Focus on: code quality, benchmark config changes, and performance impact. Do not be lazy.
## Updating perf-changelog.yaml
When making changes to benchmark scripts or master config files that affect image tags, environment variables, or configuration parameters, you MUST add an entry to `perf-changelog.yaml`.
**When to update perf-changelog.yaml:**
- Updating image tags in `.github/configs/*-master.yaml` or `benchmarks/*.sh` scripts
- Adding or modifying environment variables in benchmark configurations
- Changing configuration parameters that affect performance
**Entry format:**
```yaml
- config-keys:
- dsr1-fp8-*-vllm # Use wildcards to match multiple configs
description:
- "Update vLLM image from v0.11.2 to v0.13.0"
- "Add VLLM_MXFP4_USE_MARLIN=1 environment variable"
pr-link: https://github.com/SemiAnalysisAI/InferenceX/pull/XXX
```
**Guidelines:**
- Use wildcards (`*`) in config-keys to match multiple related configurations
- Each description item should be a concise change summary
- The pr-link should reference the PR number (use XXX as placeholder until PR is created)
## Spawning Additional Workers:
You CAN spawn additional Claude workers by commenting "@claude" with a specific task.
**Rules for spawning workers:**
1. Only spawn workers for truly parallel, independent tasks
2. Never spawn more than 2 workers at once
3. Include `[depth:N]` in your spawn comment (increment from parent)

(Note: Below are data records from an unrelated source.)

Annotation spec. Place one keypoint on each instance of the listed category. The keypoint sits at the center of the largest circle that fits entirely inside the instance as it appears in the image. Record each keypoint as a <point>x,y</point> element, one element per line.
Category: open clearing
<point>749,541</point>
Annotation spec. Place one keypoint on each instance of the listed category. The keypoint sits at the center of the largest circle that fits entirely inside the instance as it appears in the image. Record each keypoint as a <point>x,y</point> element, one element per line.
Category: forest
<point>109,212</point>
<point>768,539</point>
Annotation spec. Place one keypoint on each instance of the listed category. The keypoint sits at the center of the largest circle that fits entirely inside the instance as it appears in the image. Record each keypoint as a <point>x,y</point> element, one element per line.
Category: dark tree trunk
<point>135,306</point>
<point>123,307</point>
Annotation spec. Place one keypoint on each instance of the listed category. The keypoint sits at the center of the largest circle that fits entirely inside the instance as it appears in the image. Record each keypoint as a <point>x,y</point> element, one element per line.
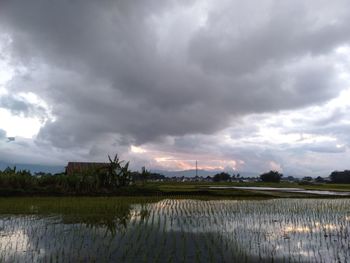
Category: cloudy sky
<point>249,85</point>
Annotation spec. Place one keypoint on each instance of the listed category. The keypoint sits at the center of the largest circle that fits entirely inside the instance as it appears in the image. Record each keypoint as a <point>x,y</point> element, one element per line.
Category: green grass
<point>181,189</point>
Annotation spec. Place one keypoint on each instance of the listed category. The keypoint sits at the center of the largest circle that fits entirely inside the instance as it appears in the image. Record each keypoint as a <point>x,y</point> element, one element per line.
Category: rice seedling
<point>173,230</point>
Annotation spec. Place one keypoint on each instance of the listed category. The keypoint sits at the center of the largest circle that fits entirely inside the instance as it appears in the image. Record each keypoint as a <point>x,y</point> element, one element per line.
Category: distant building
<point>78,167</point>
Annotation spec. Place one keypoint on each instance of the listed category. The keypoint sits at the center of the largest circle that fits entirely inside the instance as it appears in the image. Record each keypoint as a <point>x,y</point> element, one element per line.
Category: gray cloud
<point>126,72</point>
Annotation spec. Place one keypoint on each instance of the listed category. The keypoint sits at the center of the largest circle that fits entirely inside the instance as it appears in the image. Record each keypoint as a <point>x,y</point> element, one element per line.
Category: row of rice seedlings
<point>190,230</point>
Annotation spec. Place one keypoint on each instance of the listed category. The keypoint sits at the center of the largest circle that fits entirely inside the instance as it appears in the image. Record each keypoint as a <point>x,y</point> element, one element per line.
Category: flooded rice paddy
<point>287,190</point>
<point>173,230</point>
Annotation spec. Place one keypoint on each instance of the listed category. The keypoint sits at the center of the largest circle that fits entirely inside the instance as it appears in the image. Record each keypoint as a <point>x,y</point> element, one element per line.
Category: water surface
<point>127,230</point>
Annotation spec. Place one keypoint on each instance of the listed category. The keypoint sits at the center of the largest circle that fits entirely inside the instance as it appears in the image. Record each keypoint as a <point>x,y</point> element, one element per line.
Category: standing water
<point>170,230</point>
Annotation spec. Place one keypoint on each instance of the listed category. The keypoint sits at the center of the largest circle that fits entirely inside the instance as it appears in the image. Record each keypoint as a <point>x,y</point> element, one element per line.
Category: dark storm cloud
<point>101,68</point>
<point>20,106</point>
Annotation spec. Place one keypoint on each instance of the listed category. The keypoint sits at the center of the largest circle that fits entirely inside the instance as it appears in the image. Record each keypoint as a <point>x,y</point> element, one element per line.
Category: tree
<point>272,176</point>
<point>144,174</point>
<point>117,174</point>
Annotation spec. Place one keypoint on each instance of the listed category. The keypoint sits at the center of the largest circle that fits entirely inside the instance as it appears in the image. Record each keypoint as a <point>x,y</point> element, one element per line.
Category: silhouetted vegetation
<point>272,176</point>
<point>100,180</point>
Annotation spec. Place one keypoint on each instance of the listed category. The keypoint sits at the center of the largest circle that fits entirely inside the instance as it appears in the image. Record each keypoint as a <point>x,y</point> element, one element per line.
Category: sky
<point>243,85</point>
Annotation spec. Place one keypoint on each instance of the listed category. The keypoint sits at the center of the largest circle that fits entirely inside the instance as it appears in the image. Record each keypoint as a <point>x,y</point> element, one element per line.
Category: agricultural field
<point>125,229</point>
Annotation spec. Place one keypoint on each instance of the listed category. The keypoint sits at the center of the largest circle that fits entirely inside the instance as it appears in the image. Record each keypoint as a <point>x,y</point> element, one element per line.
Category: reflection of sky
<point>310,232</point>
<point>294,230</point>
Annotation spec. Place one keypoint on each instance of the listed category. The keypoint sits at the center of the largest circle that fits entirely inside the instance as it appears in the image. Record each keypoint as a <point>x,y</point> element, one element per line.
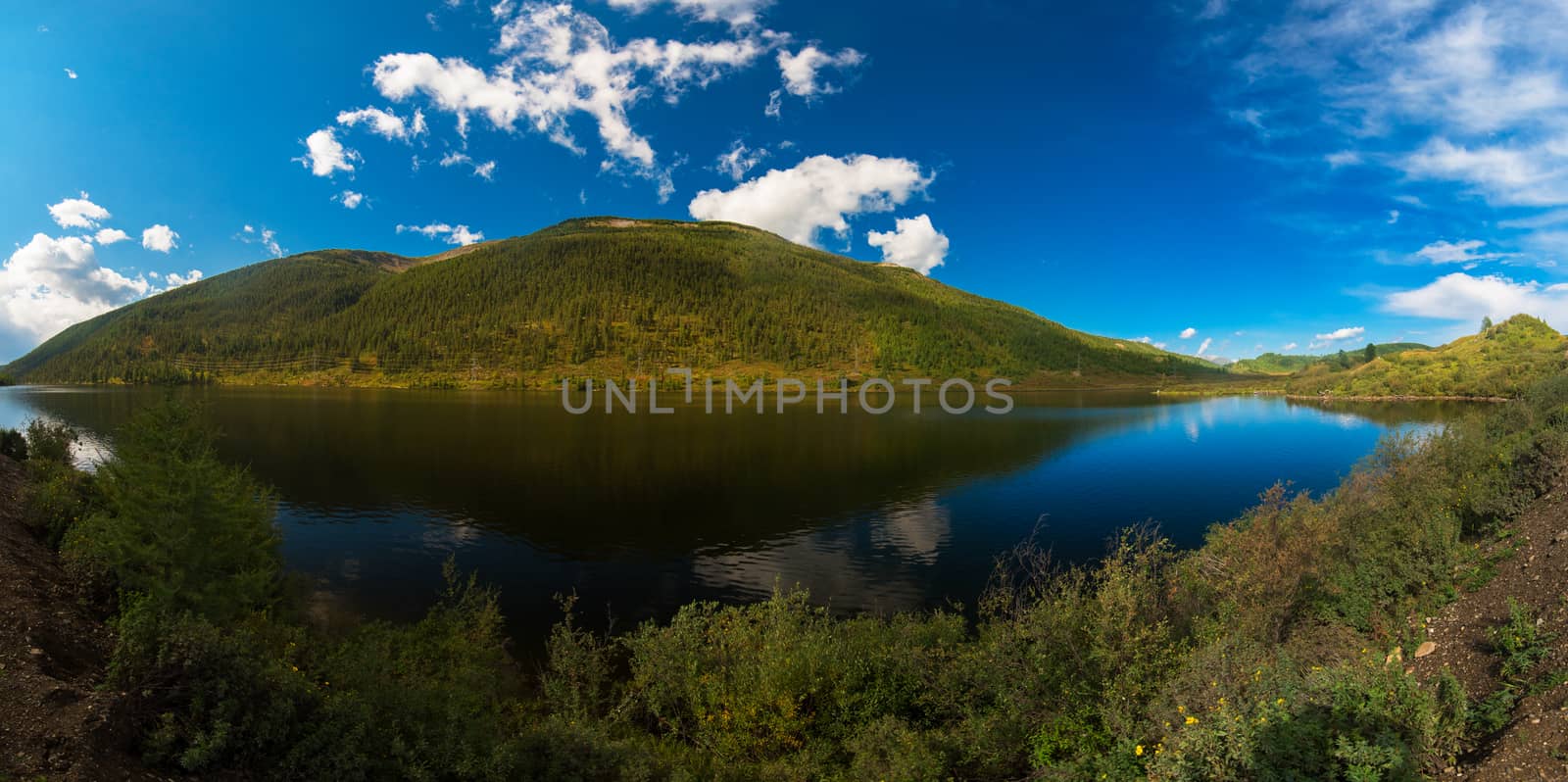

4. Do NOT spawn if you see `[depth:3]` or higher in the thread
5. Each spawned worker should have a clearly scoped, specific task
Example spawn comment: `@claude [depth:1] Please analyze the AMD benchmark results while I focus on NVIDIA results.`
**Never spawn workers for:**
- Sequential tasks that depend on each other
- Simple tasks you can do yourself
- When you're unsure if it's needed
## Web Access:
You have internet access via MCP servers:
- `mcp__fetch__fetch` - Fetch content from any URL
- Or you can use `mcp__inferencemax-repos__*` to look at sglang/vllm code
### Useful Documentation URLs:
- sglang: https://docs.sglang.ai/
- vllm: https://docs.vllm.ai/en/latest/
- vllm optimized flags configs: https://github.com/vllm-project/recipes
### Additional Knowledge
- MI355 is gfx950 not gfx1201
- **STP (Single Token Prediction)**: Standard autoregressive decoding — one token per forward pass. No speculative decoding or MTP. Benchmarks labeled "STP only" use vanilla decoding.
- **MTP (Multi-Token Prediction)**: Predicts multiple tokens per forward pass using speculative decoding (e.g., EAGLE, NEXTN).
### Expert Parallelism in Benchmark Scripts
vLLM and SGLang handle expert parallelism differently. When writing or reviewing benchmark scripts for MoE models:
- **vLLM** (`vllm serve`): Uses `--enable-expert-parallel` (a boolean flag). vLLM does NOT accept `--expert-parallel-size`. When EP is enabled, vLLM automatically determines the EP size based on TP and the number of available GPUs.
- **SGLang** (`sglang.launch_server`): Uses `--expert-parallel-size N` (an explicit integer). Pass the `EP_SIZE` env var value directly.
- **ATOM** (AMD vLLM fork): Uses `--enable-expert-parallel` (same as vLLM).
**Required pattern for vLLM/ATOM scripts:** Scripts must conditionally enable `--enable-expert-parallel` based on the `EP_SIZE` env var from the config YAML, rather than hardcoding it:
```bash
if [ "$EP_SIZE" -gt 1 ]; then
EP=" --enable-expert-parallel"
else
EP=" "
fi
# Then use $EP in the vllm serve command
```
This ensures the script respects the `ep` setting in the master config YAML's search-space.